Bedrooms: One, but it is very big, so I plan to buy a partition and make it two rooms.
Location: Myaynigone, on that street with all the tyre stores. If you want we can get an old tyre and make a swing on the balcony… sorry, I’m getting ahead of myself.
The apartment is small but neat and situated near a gap in the buildings so sunlight enters freely.
It is an old place, but not in a mouldy, cockroachy sort of way. It has a comfortable, mid-20th century feel – like your grandmother’s house – complete with flowery curtains, Winnie the Pooh figurines and fruit-shaped refrigerator magnets. It also has a bizarrely state-of-the-art entertainment system. Apparently the former tenant liked to watch her quilting shows in high-definition and with surround-sound.
She was also a devout Catholic, as is obvious by the enormous portrait of Jesus adorned with Christmas lights and fake flowers.
-A collection of bootleg DVDs (in Burmese and English)
-Iron and ironing board
-A large poster of Shakira
-A borderline racist African child figurine
The Myaynigone neighbourhood (as with nearby Sanchaung) is up-and-coming in the expat scene, thanks to Yangon’s new foreign hipster class. We find quiet gated communities dull, and we have no kids to send to the international schools, even if we could afford the tuition (and we can’t).
Rather, we came to Myanmar for exotic excitement; for places like Myaynigone, a neighborhood which might have been dreamed up if Charles Dickens had enjoyed a beer with Dr Seuss. It’s a tangle of old, twisted alleyways packed with tall, skinny apartments crammed together like mismatched books. They melt into an underbrush of tea shops, fruit stalls, plump women grilling chapattis and shirtless men elbow-deep in old car parts—the kind of quaint, rustic image of poverty that is sure to get Facebook likes.
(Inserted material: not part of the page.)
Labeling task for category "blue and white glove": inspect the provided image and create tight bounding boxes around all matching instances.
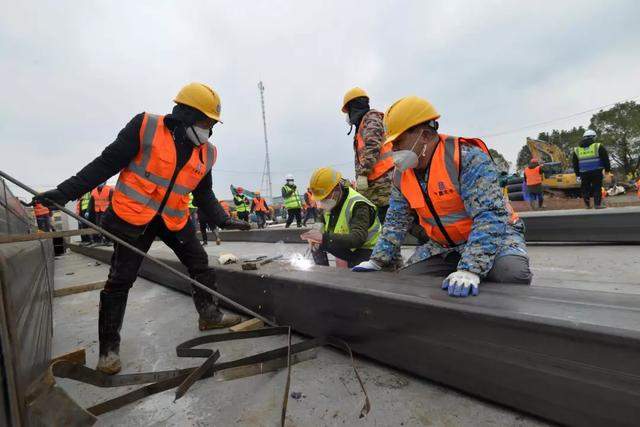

(It is also within walking distance of a City Mart and People’s Park, if you like to jog.)
Practical matters: The garbage is picked up each morning by either Holy Moley or Oh Boy. They push a small cart through the neighborhood. One shouts “hoooooly-mooooley” and the other shouts “oh boy, oh boooooooy!!”
My girlfriend, who is Burmese, tells me they must be saying “a hmit,” which means “garbage,” but I am not convinced.
I have not learned how to buy drinking water in bulk. Maybe we can find out together. I would have my girlfriend ask around, but she is too busy dealing with my landlady. My girlfriend made the error of giving my landlady her phone number, and now receives almost daily calls to fill out the latest form or to “tell your boyfriend not to sit on the balcony railing, I can see him doing it from my window”, and so on. I felt bad for causing so much trouble, so I had my girlfriend bake her some cookies. It’s important not to take people for granted.
I should mention the balconies. The narrow back porch (where the washing machine is) offers a view of a years-old trench of garbage between buildings which, when observed, helps one reflect on the human condition.*
The front porch on the other hand is the jewel of the flat: wide and open with a view of the bustling street below. From there you can see the rows and rows of other balconies, packed together like Lego bricks, hung with laundry perhaps, or overgrown with flowers and plants. Hundreds of tiny windows into hundreds of tiny lives, just like ours.
Anyway, rent is $250 a month + utilities. Enquire within.
*There is no fire escape that I know of, but I like to think the garbage would lessen the blow of a heavy fall.